Stanley Mhango, Chairperson of the Teaching Service Commission, a government entity regulating the teaching profession, said recently that applicants for the 2018 teacher recruitment will be required to sit for aptitude tests.
He said the aptitude tests will be conducted in various districts of the southern African nation to ensure that only competent teachers were recruited.
The Commission, however, said the move was not meant to demean teachers but to improve standards and the quality of education in the country.
The move, he said, follows complaints from some school authorities over the caliber of some teachers deployed to various schools.
But the move, the first of its kind in teacher recruitment in the country, has received mixed reactions from stakeholders.
The Zambia Council for Social Development (ZCSD) said the move was a confirmation that the government has not been paying particular attention to provision of quality education throughout the system.
Lewis Mwape, Executive Director of the organization, said reports of failure by some recruited teachers to perform was a systemic failure by education authorities in the country to deliver quality education and introducing aptitude tests was a pedestrian manner of dealing with the problem.

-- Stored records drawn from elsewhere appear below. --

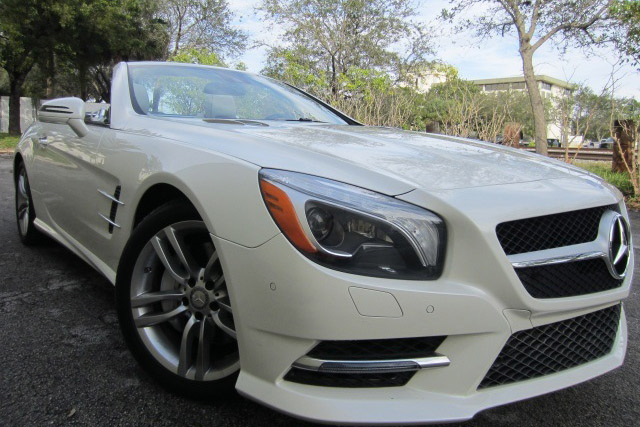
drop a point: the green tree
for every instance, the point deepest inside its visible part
(627, 13)
(334, 36)
(198, 56)
(25, 26)
(534, 23)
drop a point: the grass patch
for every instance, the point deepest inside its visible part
(603, 169)
(8, 142)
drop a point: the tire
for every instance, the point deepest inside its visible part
(173, 306)
(25, 213)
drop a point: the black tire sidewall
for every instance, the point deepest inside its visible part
(158, 219)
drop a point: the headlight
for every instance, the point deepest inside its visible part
(354, 230)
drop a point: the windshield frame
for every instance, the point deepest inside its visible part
(130, 65)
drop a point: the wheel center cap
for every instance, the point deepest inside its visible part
(199, 298)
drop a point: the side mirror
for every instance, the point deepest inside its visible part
(65, 110)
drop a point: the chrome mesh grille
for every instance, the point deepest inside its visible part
(550, 231)
(555, 347)
(567, 279)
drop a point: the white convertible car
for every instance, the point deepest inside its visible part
(260, 239)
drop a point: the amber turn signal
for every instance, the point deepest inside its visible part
(284, 215)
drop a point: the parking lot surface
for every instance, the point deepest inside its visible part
(63, 360)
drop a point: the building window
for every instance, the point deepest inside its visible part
(496, 86)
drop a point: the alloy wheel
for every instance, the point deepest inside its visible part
(180, 304)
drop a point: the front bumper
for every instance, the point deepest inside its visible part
(282, 309)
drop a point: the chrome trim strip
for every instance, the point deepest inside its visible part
(110, 197)
(108, 220)
(370, 366)
(559, 259)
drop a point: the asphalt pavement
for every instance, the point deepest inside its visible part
(64, 362)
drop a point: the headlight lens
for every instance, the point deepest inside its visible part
(351, 229)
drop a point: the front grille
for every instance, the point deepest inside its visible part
(567, 279)
(550, 231)
(400, 348)
(324, 379)
(555, 347)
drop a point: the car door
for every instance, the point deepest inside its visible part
(69, 169)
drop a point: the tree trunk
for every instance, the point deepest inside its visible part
(82, 79)
(537, 107)
(51, 73)
(15, 90)
(623, 146)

"The revelation of the Teaching Service Commission must be taken seriously as it raises not just the question of quality of teacher training but also underpins the systemic failure of the entire education system," he said.
The government, he said, should increase funding to the education sector and ensure that the Ministry of General Education allocates more resources to the Directorate of Standards within the ministry in order to deal with education quality outcomes throughout the system.
"We are also of the view that the resources for aptitude testing would better be invested into providing text books and other education materials to schools who are currently struggling with teaching and learning materials due to poor funding at school level," he said.
The Zambia National Union of Teachers (ZNUT) also believes that there is need to review the education structure in order to identify the real problem.
Newman Bubala, the union's secretary general, said there were many loopholes in the recruitment process which have resulted in competently qualified teachers being left out in the recruitment exercise.
According to him, there was need to examine the recruitment system to ensure that the process was transparent and also increase the budgetary allocation to the education sector to enhance the quality of education being provided.
But other stakeholders welcomed the aptitude tests, following reports of teachers with fake qualifications being recruited.
"We need these aptitude tests because of what has been happening in the teaching profession where we had teachers with fake qualifications exposed. This will go a long way in ensuring that only qualified teachers are recruited," said Stephen Zulu, an economic and social commentator based in Lusaka, the country's capital.
Last year, over 500 teachers were found with fake qualifications during a scrutiny of their education qualifications and some of them have since been fired.
But Moses Mwali, a 54-year-old teacher, believes that aptitudes tests should be done when people were being enrolled in teacher colleges instead of waiting for them to finish their education.
"In our time, we were subjected to aptitude tests upon applying to go to college. Why should they wait until someone has finished their course?" he said.